Business rating: 0.5/5 star
Star cast: Anna Faris, Chris Evans, Ari Graynor, Blythe Danner, Ed Begley Jr., Oliver Jackson-Cohen.
Plot: Anna Faris discovers that the average American woman sleeps with only 10 men and she has already slept with 20. She goes back to her ex-lovers in an attempt to find out if any of them are marriageable. Chris Evans, her Casanova neighbour, is helping her in this task. What next?
What’s Good: A few comic scenes; Chris Evans’ performance; the hint of nudity that might excite some.
What’s Bad: The tepid and predictable script; the slow pace and the overly long running time; the lack of on-screen chemistry between Anna and Chris; the liberal sex-life depicted which will not be liked by a section of the audiences.
Verdict: What’s Your Number? falters in the story department and that is its undoing.
Loo break: Several, once you realise the obvious pattern of events in the screenplay.
Watch or Not?: Watch What’s Your Number? if you are a fan of chick flicks/casually-made romantic comedies.
Contrafilm and Regency Enterprises’ What’s Your Number? is a romantic comedy about a young girl, Ally (Anna Faris), and her search for true love.
During the pre-wedding celebrations of her younger sister, out-of-job Ally reads an article that says that the average American woman sleeps with just 10.5 men in her lifetime. Having slept with 19 people already, Ally is a nervous wreck and realises that it’s time for her to tie the knot. But she decides that she can sleep with just one more guy, someone who’ll be her Prince Charming. However, the very night she decides this, she gets drunk and sleeps with her ex-boss.
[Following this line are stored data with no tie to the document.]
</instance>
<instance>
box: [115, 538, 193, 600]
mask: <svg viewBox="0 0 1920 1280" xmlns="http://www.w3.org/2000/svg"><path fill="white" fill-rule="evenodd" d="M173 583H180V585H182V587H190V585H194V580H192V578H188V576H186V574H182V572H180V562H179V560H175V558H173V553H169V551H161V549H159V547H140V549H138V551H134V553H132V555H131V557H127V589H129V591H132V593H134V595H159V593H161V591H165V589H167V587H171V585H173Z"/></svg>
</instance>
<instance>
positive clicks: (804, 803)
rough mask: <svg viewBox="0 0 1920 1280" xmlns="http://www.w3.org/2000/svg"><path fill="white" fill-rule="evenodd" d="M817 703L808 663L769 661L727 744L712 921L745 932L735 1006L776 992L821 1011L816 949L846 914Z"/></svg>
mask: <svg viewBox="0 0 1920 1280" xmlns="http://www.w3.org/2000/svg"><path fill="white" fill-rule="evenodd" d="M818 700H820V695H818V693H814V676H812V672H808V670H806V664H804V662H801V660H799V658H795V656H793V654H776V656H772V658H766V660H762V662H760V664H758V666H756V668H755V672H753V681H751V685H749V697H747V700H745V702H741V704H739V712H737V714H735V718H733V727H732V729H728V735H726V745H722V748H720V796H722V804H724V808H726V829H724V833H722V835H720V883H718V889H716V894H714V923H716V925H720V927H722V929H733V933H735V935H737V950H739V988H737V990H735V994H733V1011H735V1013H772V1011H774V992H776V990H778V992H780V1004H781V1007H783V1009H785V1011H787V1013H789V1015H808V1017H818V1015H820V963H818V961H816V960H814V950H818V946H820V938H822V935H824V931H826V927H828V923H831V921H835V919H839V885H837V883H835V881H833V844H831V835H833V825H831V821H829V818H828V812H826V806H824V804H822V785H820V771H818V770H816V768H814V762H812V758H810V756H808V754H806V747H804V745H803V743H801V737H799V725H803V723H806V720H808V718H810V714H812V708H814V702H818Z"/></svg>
Now she is in a fix – she has to maintain the status quo on the number of people she has slept with. Which means that she has to trace and evaluate all the 20-odd people that she has had sex with. Helping Ally in this is her Casanova-turned-investigator, Colin (Chris Evans), who hides in Ally’s apartment every morning to escape coming face-to-face with the girls he has slept with the previous night. There is also Daisy (Ari Graynor), Ally’s younger sister; her mother (Blythe Danner); and a group of girlfriends who take keen interest in Ally’s love life. How Ally and Colin trace the men from her past, how she feels about them now, and what she ends up with forms the rest of the drama.
What’s Your Number? Review: Script Analysis
Gabrielle Allan and Jennifer Crittenden’s screenplay, based on Karyn Bosnak’s 20 Times A Lady, is based on an interesting but very thin premise. After a point of time, the drama gets repetitive, with Ally and Colin going over the whole process again and again – they flirt and then look for an ex-boyfriend, they flirt and they look some more. A little comic relief is provided in the form of the secondary characters – Ally’s mother, and some of her ex-boyfriends. Otherwise, with Ally and Colin’s chemistry not going great guns, the audience is left alone grinding their teeth. Compounding the malaise is the leisurely pace of the narrative and the long running time. The film is also replete with clichés – the alpha-male who tries to woo the girl; the jealous fights between the protagonists, etc. The climax is predictable; the dialogues, for the most part, are tiresome. Following in the tradition of the recent spate of Hollywood sex-comedies, What’s Your Number? has multiple semi-nude scenes that look good but do not fit into the larger scheme of things. Overall, the script has some appeal for the Indian youngsters but fails to entertain.
What’s Your Number? Review: Performances & Technical Aspects
Anna Faris tries hard to make her performance believable but the script lets her down. Chris Evans shines as the guitar-playing nudist lover. Ari Graynor and Blythe Danner make an adorable pair. Ed Begley Jr. (as Mr. Darling) deserves special mention. Oliver Jackson-Cohen (as Ally’s ex-boss) is fair. Dave Annable (as Jake Adams) is effective. The rest of the cast supports well.
Mark Mylod’s direction is rather poor because he manages to lose the plot of the film and make it less interesting and entertaining than it should have been, in spite of the good performances. The background score, by Aaron Zigman, is alright. Cinematography, by J. Michael Muro, is eye-pleasing. Editing, by Julie Monroe, should have been sharper.
What’s Your Number? Review: The Last Word
On the whole, What’s Your Number? entertains in parts but fails as a whole package. It will not be able to get anywhere at the Indian box-office.